In LAHORE, Pakistan After violent clashes with hundreds of Imran Khan supporters, Pakistani police called off their attempt to arrest the former prime minister on Wednesday, ending the siege of his home.
The police and paramilitary rangers had to retreat from the area around Khan’s home in the affluent Lahore suburb of Zaman Park and abandon a series of roadblocks and checkpoints.
Pakistan Tehreek-e-Insaf (PTI), Khan’s official political party, tweeted, “The police and rangers sent to harm Imran Khan were pushed back by the people.” The tweet was accompanied by video of supporters celebrating outside Khan’s house.
Through the night, police engaged Khan’s supporters in fierce battle, firing fusillades of teargas and dodging rocks thrown by enraged crowds.
AFP obtained a copy of an order from the Lahore High Court instructing police to “halt the operation forthwith and withdraw” until the outcome of a hearing in Islamabad regarding the arrest warrant for Khan.
Khan, who was forced out of office by a vote of no confidence last year, is currently campaigning for early elections in an attempt to win back his old position in government.
Nothing I did was illegal, but here we are anyway. In an interview with AFP conducted at his residence, he explained that his opponents want him behind bars so that he will be unable to run for office.
The rule of law had nothing to do with this kidnapping. It had everything against the rule of law, the law of the jungle, to seize me and throw me in jail, and they would have kept me there for months because there were so many cases. And that was the point: to avoid the polls on election day.
The police were unsuccessful in their latest attempt to storm Khan’s mansion in the affluent neighborhood on Wednesday because hundreds of PTI supporters had surrounded the building the night before.
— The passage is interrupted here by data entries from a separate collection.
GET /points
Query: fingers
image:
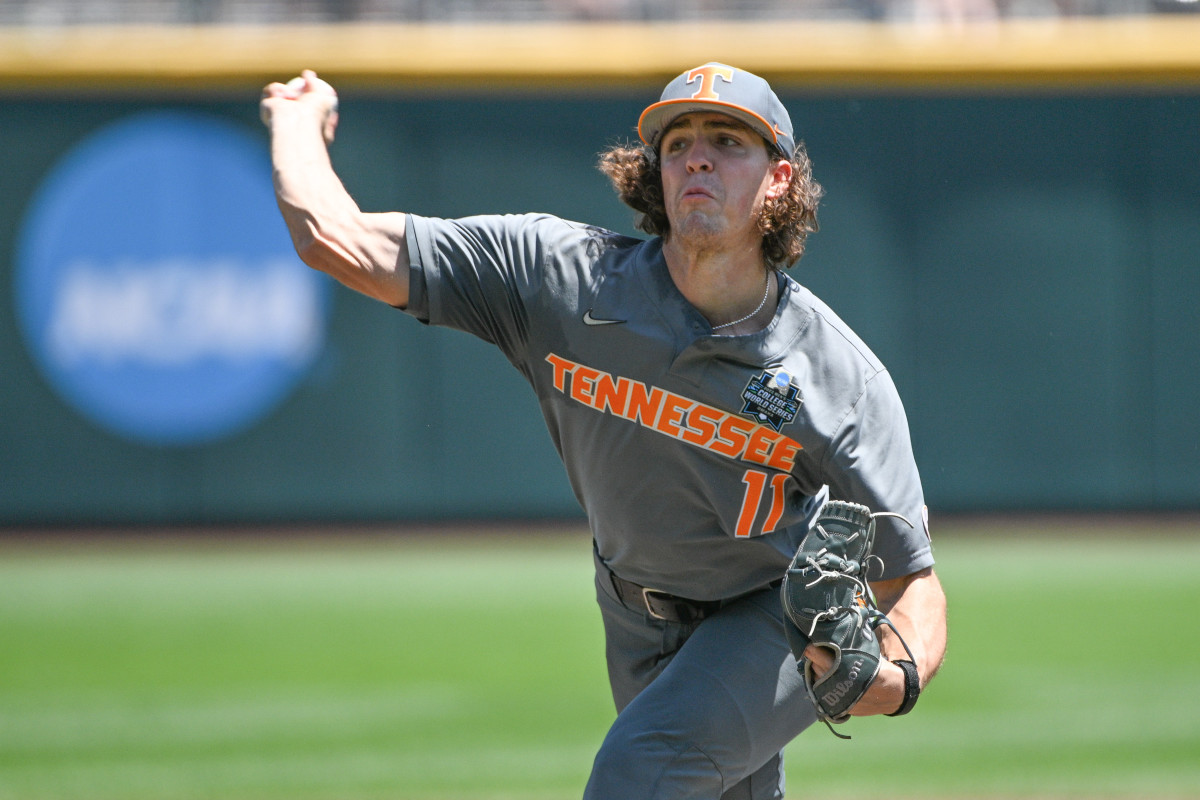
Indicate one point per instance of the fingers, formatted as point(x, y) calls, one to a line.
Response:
point(821, 657)
point(305, 88)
A video that went viral on social media showed several PTI supporters with visible wounds and others struggling to breathe through clouds of tear gas. The video was widely shared by official PTI accounts.
A PTI representative tweeted that first aid kits were “urgently needed” in the Zaman Park area.
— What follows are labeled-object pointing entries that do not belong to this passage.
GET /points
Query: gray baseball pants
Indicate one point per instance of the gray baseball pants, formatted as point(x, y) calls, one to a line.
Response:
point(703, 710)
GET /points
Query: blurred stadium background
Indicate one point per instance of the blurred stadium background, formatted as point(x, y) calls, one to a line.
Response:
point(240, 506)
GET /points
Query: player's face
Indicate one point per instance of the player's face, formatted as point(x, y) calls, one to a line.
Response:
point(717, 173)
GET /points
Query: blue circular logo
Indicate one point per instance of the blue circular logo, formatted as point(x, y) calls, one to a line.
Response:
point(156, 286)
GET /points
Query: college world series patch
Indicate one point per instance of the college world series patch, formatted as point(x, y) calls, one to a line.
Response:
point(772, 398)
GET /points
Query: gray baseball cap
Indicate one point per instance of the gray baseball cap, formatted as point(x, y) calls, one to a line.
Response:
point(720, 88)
Later, Khan tweeted photos of bullet casings he claimed to have collected at the scene, but a government official in Punjab claimed no live ammunition had been used.
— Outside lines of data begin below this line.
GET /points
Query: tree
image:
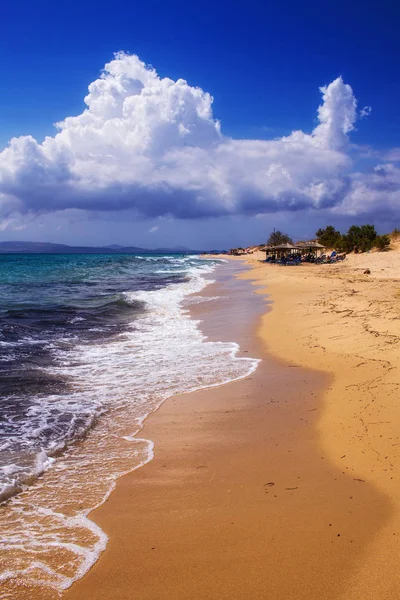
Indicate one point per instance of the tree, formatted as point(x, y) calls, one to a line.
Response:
point(382, 242)
point(278, 237)
point(361, 238)
point(329, 237)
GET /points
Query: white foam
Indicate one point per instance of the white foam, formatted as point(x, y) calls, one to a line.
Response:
point(163, 353)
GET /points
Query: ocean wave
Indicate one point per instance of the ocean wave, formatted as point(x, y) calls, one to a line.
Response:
point(112, 386)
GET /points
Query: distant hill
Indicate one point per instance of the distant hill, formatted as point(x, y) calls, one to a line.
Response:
point(50, 248)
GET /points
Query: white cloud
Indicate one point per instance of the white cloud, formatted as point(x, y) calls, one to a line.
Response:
point(153, 145)
point(365, 112)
A representative from the Islamabad High Court said Khan’s lawyers had been instructed to petition a lower court for a stay of his arrest warrant and promise that the former prime minister would personally appear at a hearing this coming Saturday.
Khan, 70, was called in to answer allegations that he had not disclosed gifts or profits he had made while serving as prime minister.
Earlier this month, police tried to make an arrest, but they claimed the politician was “reluctant to surrender,” without providing any further context.
Khan has been putting Prime Minister Shehbaz Sharif and the coalition government that replaced him under pressure with popular rallies and daily addresses.
During Wednesday’s press conference, Sharif claimed that Khan thinks he is “above the law.”
To quote one judge: “He is defying every court in the country. Totally open defiance, he told the press.
The former international cricketer was shot in the leg during a political rally last year, an assassination attempt he attributes to Sharif.
Pakistan is in the midst of a severe economic downturn as political drama unfolds ahead of elections scheduled for October. The country risks defaulting if assistance from the International Monetary Fund is not obtained.
Attacks on police headquarters that have resulted in casualties and have been traced to the Pakistani Taliban have further degraded security.
“The standoff in Lahore reflects the worst state of affairs in the country,” said author, political analyst, and human rights activist Tauseef Ahmed Khan.
As one commentator put it, “on the one hand, it is failure of police and the law enforcement agencies… on the other hand, this has been a new trend in the politics of South Asia, that a political leader is defying the arrest by using his workers and supporters.”